Some excellent studies have shown the value gaming has in motor skills, perception and decision making. Dye, Shawn Green and Bavelier have spent a number of years continuously experimenting and improving on their research surrounding whether people’s ability to make decisions or perceive things is affected by games. The overwhelming result is that gaming does have a significant impact on certain skills. Of particular interest is the conclusion drawn that, from these experiments, the assumption can be made that skills learned during gaming are transferable … a critical issue in education and learning fields.
One area that is confirmed to be improved is the ability to pay attention (attentional capacity) during an activity. Gamers have a longer attention span and can focus better on a task and improved results (accuracy).
Most interestingly, the study didn’t just conclude that gaming improves visual attention skills. As a second experiment, participants were divided into groups to play two different games.
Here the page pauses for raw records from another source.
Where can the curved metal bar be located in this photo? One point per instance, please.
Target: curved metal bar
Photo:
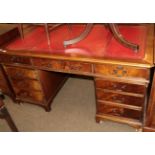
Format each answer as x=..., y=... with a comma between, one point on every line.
x=47, y=34
x=118, y=36
x=80, y=37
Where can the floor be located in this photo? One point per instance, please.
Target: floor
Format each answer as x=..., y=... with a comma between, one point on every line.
x=73, y=109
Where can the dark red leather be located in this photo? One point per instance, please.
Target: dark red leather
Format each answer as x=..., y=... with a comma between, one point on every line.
x=99, y=43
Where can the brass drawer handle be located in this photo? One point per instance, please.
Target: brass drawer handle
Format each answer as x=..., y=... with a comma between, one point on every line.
x=76, y=68
x=114, y=98
x=119, y=88
x=119, y=71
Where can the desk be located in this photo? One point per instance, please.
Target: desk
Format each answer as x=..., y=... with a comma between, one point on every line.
x=121, y=76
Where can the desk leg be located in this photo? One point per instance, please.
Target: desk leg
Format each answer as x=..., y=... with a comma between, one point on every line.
x=8, y=118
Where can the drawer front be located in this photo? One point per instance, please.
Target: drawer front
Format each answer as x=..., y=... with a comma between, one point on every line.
x=20, y=73
x=30, y=95
x=121, y=71
x=120, y=86
x=3, y=87
x=68, y=66
x=26, y=84
x=14, y=59
x=119, y=98
x=117, y=111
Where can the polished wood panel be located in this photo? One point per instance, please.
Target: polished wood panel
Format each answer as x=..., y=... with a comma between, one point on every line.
x=20, y=73
x=120, y=86
x=69, y=66
x=123, y=75
x=149, y=124
x=119, y=98
x=34, y=86
x=10, y=59
x=117, y=111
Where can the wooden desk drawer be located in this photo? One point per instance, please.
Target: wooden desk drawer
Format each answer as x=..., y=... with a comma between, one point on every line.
x=14, y=59
x=117, y=111
x=26, y=84
x=3, y=87
x=61, y=65
x=20, y=73
x=121, y=71
x=120, y=86
x=119, y=98
x=76, y=67
x=36, y=96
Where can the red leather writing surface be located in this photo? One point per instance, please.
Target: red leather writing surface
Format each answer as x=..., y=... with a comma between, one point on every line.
x=99, y=43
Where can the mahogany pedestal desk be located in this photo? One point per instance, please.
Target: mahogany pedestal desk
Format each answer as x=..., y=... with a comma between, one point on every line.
x=121, y=76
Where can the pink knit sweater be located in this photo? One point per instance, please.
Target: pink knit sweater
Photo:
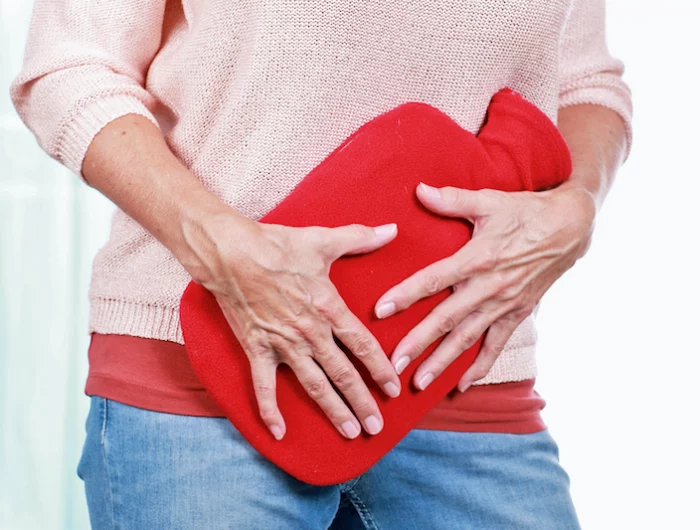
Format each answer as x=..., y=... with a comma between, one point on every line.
x=252, y=94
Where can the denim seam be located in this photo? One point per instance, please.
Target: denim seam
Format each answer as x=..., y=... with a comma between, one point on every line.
x=362, y=510
x=103, y=402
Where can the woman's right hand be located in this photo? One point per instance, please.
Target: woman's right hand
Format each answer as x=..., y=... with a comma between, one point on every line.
x=272, y=283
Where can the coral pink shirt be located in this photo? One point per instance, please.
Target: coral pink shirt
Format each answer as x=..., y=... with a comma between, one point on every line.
x=156, y=375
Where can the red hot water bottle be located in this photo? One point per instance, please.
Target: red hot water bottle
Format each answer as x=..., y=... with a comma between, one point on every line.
x=370, y=179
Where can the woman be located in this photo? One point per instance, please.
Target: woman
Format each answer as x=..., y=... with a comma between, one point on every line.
x=195, y=118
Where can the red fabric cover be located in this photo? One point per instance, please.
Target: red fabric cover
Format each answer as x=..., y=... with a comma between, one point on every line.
x=370, y=178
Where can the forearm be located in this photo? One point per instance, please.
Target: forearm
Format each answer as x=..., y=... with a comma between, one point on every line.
x=131, y=164
x=597, y=141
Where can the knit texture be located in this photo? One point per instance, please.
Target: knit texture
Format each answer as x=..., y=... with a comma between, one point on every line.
x=252, y=95
x=371, y=178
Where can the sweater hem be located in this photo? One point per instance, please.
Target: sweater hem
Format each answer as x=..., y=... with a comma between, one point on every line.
x=110, y=316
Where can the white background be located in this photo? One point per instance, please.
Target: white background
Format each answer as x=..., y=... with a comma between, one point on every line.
x=619, y=334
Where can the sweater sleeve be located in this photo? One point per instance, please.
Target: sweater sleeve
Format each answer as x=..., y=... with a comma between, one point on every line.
x=587, y=71
x=85, y=65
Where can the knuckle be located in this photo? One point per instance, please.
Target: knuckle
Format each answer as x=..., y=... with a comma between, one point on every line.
x=343, y=378
x=487, y=260
x=494, y=350
x=480, y=373
x=363, y=407
x=467, y=338
x=329, y=307
x=262, y=390
x=446, y=323
x=363, y=348
x=321, y=354
x=305, y=326
x=257, y=350
x=268, y=414
x=316, y=388
x=431, y=283
x=384, y=373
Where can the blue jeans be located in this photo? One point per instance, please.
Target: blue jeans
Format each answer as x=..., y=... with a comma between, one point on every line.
x=147, y=470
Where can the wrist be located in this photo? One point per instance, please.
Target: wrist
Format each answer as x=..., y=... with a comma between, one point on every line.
x=206, y=226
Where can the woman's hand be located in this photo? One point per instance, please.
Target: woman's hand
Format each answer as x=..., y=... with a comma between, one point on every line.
x=272, y=284
x=521, y=244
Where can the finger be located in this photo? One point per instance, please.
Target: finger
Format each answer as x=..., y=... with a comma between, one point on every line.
x=496, y=338
x=460, y=339
x=472, y=257
x=317, y=386
x=264, y=374
x=357, y=239
x=362, y=344
x=440, y=321
x=350, y=384
x=454, y=202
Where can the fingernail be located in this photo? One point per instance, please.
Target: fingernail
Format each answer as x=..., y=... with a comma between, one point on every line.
x=373, y=425
x=392, y=389
x=401, y=364
x=385, y=230
x=425, y=380
x=276, y=431
x=386, y=309
x=350, y=429
x=431, y=192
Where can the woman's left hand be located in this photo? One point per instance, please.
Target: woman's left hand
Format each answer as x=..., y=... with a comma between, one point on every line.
x=522, y=242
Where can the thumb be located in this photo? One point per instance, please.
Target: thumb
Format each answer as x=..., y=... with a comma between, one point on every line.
x=452, y=201
x=358, y=239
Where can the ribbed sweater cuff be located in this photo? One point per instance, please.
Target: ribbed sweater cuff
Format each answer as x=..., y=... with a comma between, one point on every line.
x=612, y=97
x=138, y=320
x=82, y=128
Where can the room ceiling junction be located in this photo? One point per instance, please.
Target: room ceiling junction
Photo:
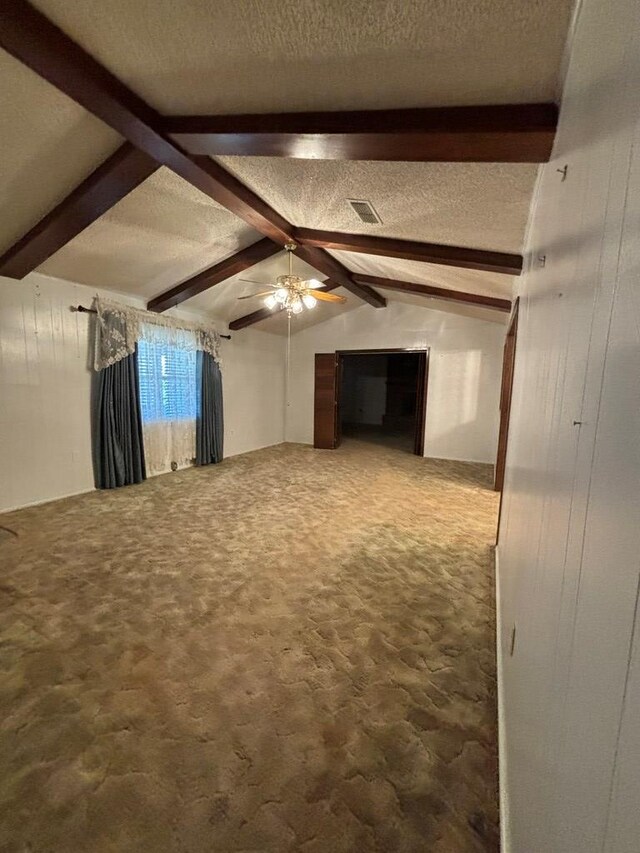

One group played an ‘action game’ called Medal of Honor. The other group played Tetris. Both groups achieved better results on the tests than groups which didn’t play video games as a ‘training’ tool. Most interestingly, the participants who played Medal of Honor did better than the participants who played Tetris.
The study was able to conclude that 10 days of action game training is sufficient to increase visual attention capacities. Further, action video game playing pushes the limits of different areas of visual attention. The researchers argue that the nature of games and the inherent visual multitasking provides significant visual skill training.